- The Inquisition in Colonial Latin America: Selected Writings of Richard E. Greenleaf Edited and introduced by James D. Riley
The late Richard E. Greenleaf, for nearly thirty years a faculty member and holder of the France V. Scholes Chair of Colonial Latin American History as well as director of the Stone Center for Latin American Studies at Tulane University, was a pioneer in the study of the Holy Office of the Inquisition in New Spain and elsewhere in Latin America. He authored two important books focused on the tribunal in sixteenth-century Mexico (Zumárraga and the Mexican Inquisition, 1536–1543 [Washington, DC, 1962] and The Mexican Inquisition of the Sixteenth Century [Albuquerque, 1969]) and subsequently extended the scope of his inquiry into the Inquisition and its officials and targets to the end of the colonial period and beyond central Mexico to include the “borderlands” regions of New Mexico and Louisiana. The scope of his work and its implications for understanding Mexican—and more broadly colonial Spanish American—society, institutions, and religion are well represented [End Page 181] in the present volume that is ably edited by James D. Riley, himself a scholar of religion and society in colonial Mexico and one of Greenleaf’s doctoral students. The edited work is divided into sections focusing on the Inquisition and indigenous practices; the Inquisition as a bureaucracy; relations among the Holy Office, the state, and religion; and the Inquisition in the borderlands. It also includes eleven previously published articles as well as a list of the archival sources used by Greenleaf in Spain and Mexico, a bibliography of works he cited, and Greenleaf’s curriculum vitae and publications. Focusing on the eighteenth and early-nineteenth centuries, the last five chapters showcase what probably is his lesser-known work.

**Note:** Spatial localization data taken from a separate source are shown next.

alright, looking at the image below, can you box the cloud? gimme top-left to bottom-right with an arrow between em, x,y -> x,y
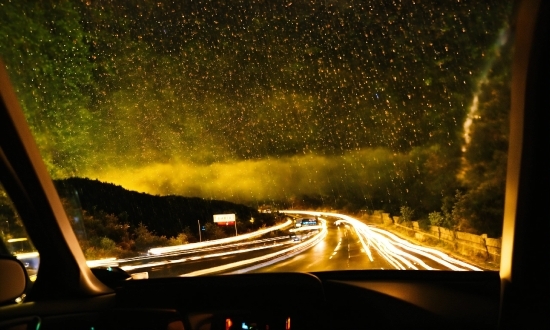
84,148 -> 403,205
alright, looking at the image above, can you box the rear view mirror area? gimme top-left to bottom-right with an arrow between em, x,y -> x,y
0,256 -> 27,305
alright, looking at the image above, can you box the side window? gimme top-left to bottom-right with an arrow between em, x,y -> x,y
0,182 -> 39,282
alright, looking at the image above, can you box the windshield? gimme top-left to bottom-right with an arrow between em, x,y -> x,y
0,0 -> 512,276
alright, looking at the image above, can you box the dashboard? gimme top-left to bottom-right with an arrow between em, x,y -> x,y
117,272 -> 326,330
0,270 -> 498,330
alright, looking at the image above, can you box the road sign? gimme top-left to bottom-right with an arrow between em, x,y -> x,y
213,214 -> 238,236
213,214 -> 236,224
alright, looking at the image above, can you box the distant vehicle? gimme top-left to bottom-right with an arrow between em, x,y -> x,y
301,218 -> 318,226
294,217 -> 317,228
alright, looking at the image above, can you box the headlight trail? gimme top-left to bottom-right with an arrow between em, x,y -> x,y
289,225 -> 323,232
120,241 -> 291,272
368,227 -> 481,271
87,220 -> 295,268
87,236 -> 293,269
282,211 -> 481,271
148,219 -> 293,255
182,219 -> 328,276
14,252 -> 39,259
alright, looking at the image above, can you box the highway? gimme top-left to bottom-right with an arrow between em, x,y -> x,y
84,217 -> 324,277
252,211 -> 481,272
86,211 -> 480,278
251,220 -> 395,272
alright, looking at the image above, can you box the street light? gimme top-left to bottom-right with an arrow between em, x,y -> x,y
198,220 -> 202,242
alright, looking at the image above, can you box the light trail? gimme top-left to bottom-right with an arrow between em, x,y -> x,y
87,236 -> 292,268
14,251 -> 39,259
148,220 -> 293,255
289,225 -> 323,232
120,241 -> 291,272
368,227 -> 481,271
181,219 -> 328,276
282,211 -> 482,271
87,258 -> 118,268
86,220 -> 295,268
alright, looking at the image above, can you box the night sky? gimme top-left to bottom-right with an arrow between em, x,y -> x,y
0,0 -> 512,215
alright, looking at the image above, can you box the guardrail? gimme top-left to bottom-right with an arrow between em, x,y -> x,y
372,214 -> 501,262
86,219 -> 295,268
182,219 -> 328,276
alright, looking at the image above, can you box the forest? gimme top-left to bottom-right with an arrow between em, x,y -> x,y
57,178 -> 280,258
0,1 -> 512,241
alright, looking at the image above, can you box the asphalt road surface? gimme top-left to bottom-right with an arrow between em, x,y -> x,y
113,211 -> 480,278
252,212 -> 480,272
253,222 -> 395,272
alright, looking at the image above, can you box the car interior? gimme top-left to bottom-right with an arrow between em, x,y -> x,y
0,1 -> 548,329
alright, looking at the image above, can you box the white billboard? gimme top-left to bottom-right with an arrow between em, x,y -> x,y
213,214 -> 236,223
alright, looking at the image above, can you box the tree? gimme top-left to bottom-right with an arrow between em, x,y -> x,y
168,233 -> 189,246
133,222 -> 168,252
0,1 -> 96,177
180,226 -> 197,243
400,206 -> 414,224
440,193 -> 459,230
204,222 -> 228,240
0,188 -> 24,238
454,36 -> 512,237
428,212 -> 444,227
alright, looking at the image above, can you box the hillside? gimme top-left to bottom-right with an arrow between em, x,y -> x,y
54,178 -> 276,238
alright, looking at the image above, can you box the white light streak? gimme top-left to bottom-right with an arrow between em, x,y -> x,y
182,219 -> 328,276
282,210 -> 481,271
148,220 -> 292,255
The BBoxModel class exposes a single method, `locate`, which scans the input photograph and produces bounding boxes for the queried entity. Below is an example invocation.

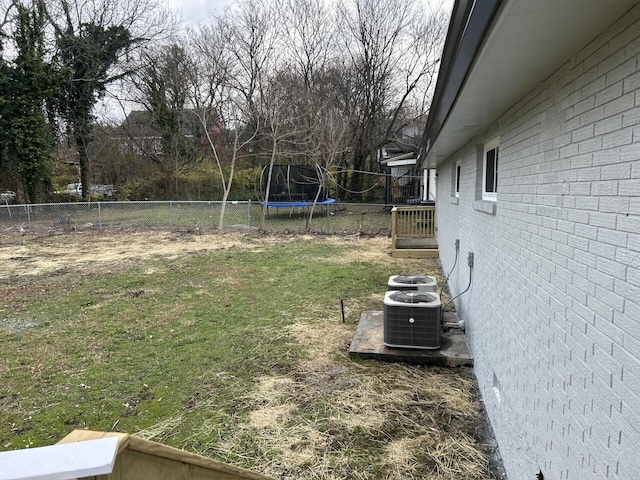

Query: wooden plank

Given the significance of Greenleaf’s scholarship that emphasized understanding the Holy Office as an institution embedded in the complex bureaucracy, politics, and society of New Spain, a single volume that brings this material together is a good addition to the steadily growing scholarship on the Mexican Inquisition. That literature includes such recent works as John F. Chuchiak IV’s The Inquisition in New Spain, 1536–1820: A Documentary History (Baltimore, 2012; Chuchiak was one of Greenleaf’s many doctoral students). Unfortunately, its usefulness to scholars is limited by the perplexing decision to omit most of the footnotes from the original articles. This exclusion inevitably raises the question of the intentions that informed this project. If the purpose was to make Greenleaf’s work on the Inquisition more easily available to a generation of younger scholars, they inevitably will find themselves seeking out the original journal publications (which in any case are not especially obscure, as many of his articles were published in The Americas, Hispanic American Historical Review, and New Mexico Historical Review). Perhaps, then, the hope was to introduce Greenleaf’s scholarship on the Inquisition to a wider or possibly an undergraduate audience; but in its present format the book is unlikely to have broad appeal, as none of the apparatus is present that would enhance its pedagogical effectiveness (such as illustrations, excerpts from primary sources, or questions to frame discussion). The volume’s real purpose seems to have been to highlight and honor the work of a remarkably prolific and influential scholar. In that sense it is commendable and welcome.